The trade-offs in his Budget are driven by his new fiscal rules. New rules governing loans to invest, “investment rules” will change the previous debt rules, thus reversing the planned cut of £20bn to spend on major capital projects.
The new, broader debt must fall within five years. But the new “stability rules” will be a constraint for Wednesday. All daily spending in the department, welfare and debt interest, must be financed by tax revenue during a certain period, which has not yet been determined. This can be a pretty tough rule, tougher than the Conservative rule. Loans are for investment only.
These two rules together will frame not only this Budget, but the next half decade, affecting every cent that the government spends. Labor has calculated that the majority of the landslide is based on a public desire to sort out poor public services, such as the NHS, and reduce the quality of the public realm, from transport to city centers to homes.

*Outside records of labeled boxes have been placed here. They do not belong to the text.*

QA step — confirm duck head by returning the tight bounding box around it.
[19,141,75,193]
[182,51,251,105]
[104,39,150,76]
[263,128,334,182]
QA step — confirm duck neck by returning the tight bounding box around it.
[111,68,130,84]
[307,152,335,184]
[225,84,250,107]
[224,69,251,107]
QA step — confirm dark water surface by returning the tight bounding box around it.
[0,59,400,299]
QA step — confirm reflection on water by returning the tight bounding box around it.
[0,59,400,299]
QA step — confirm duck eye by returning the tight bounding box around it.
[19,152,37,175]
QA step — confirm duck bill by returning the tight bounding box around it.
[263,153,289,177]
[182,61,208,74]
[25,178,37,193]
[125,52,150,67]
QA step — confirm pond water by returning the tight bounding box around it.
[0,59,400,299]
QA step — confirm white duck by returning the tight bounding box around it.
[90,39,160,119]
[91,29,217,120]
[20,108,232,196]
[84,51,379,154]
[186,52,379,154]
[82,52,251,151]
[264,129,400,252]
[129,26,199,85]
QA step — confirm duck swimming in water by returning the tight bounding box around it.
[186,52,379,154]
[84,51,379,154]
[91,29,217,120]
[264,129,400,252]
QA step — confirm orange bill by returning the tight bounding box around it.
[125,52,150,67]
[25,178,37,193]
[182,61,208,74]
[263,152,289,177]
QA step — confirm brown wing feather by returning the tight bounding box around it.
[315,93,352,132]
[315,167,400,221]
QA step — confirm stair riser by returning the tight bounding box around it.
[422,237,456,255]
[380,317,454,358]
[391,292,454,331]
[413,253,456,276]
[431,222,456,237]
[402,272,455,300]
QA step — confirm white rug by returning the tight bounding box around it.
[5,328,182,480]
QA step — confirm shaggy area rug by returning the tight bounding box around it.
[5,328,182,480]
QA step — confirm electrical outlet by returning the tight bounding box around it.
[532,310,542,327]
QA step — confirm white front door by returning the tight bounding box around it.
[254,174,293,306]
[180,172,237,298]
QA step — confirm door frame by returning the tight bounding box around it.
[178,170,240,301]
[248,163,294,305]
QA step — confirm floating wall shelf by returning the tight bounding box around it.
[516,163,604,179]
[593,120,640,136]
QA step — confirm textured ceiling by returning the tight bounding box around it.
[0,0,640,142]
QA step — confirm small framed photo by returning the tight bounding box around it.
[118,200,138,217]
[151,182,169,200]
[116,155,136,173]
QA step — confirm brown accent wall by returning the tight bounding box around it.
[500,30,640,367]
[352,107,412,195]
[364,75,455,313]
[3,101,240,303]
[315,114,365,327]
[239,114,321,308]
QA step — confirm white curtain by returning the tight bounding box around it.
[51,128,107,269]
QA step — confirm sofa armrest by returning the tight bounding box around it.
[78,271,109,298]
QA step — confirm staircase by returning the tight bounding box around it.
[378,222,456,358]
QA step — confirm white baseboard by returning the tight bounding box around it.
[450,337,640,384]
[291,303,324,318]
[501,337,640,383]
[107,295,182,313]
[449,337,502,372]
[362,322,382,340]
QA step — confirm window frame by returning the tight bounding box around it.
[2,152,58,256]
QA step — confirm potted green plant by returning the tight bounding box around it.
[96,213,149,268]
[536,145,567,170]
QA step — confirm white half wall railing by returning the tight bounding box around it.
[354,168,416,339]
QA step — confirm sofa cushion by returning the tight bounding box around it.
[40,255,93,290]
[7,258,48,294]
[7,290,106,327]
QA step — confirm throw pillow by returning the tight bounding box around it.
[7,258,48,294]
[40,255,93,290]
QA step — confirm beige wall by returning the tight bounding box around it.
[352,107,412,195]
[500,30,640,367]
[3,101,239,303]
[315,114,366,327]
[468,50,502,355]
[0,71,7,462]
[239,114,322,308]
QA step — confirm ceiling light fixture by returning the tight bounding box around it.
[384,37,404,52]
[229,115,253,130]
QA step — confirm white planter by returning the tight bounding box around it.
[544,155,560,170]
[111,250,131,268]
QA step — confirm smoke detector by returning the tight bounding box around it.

The real “black hole” in this view is in public services. The “fiscal fiscal” of the unrealistic spending plan will become a fiscal reality.
With the mandate that the spending gap will be filled with significant tax increases, the strategy here is to communicate a high tolerance for political pain to the market that lends money to the treasury. Essentially the vast majority will be used to ensure a surplus in “current” spending. Some taxes will go up, but the return should help keep interest rates down for households, businesses and the government itself.
As one of the famous central banks said on the sidelines of the IMF meeting, what is important about the credibility of the market is not only the amount of loans, but the coherence of the story and strategy regarding the loans.
The new chancellor must establish financial credibility, after all, such credibility is hard to come by and easier to lose. That is the purpose of self-imposed rules. But in recent years, the chancellor has also struggled with political credibility. More than one were in the project for a very short time even have an official Budget.
It is not absolute that all the Budget measures will be taken by the rebellious and unscrupulous ruling party. Via Channel, this is exactly the problem in France, where Reeves’ partner Antoine Armand needs to be convinced that he can carry out tough measures as a minority government. Rachel Reeves has no such problem.
Indeed, at an event in Washington addressing bankers, congressmen and senators at the British ambassador’s house, the chancellor had time for reflection. Exactly two years earlier, Kwarteng had made the same address, amid widespread mini-Budget turmoil, including a joke about his role alongside Isaac Newton, who had solved the historic sterling crisis. As a result of the Kwarteng “fiscal event”, the board members of the British clearing banks had to convince their counterparts that the UK was “OK”. The finance ministers of developing countries were making the same joke about the UK, the old masters, now in an economic crisis.
For the chancellor who, twenty years ago, was transferred to the British embassy as an economist, during the Argentine debt crisis, this is anathema.
That’s why on Thursday morning he and his team are expecting anger from wealthier taxpayers and bad headlines in certain newspapers. But the flip side will be relief for hard-pressed users of many public services, and especially what the Treasury hopes will be a tranquil financial market as he embarks on a long-term long-delayed investment program in Britain’s economic future.
It’s a budget that will be unpacked and unpicked for months, maybe years to come.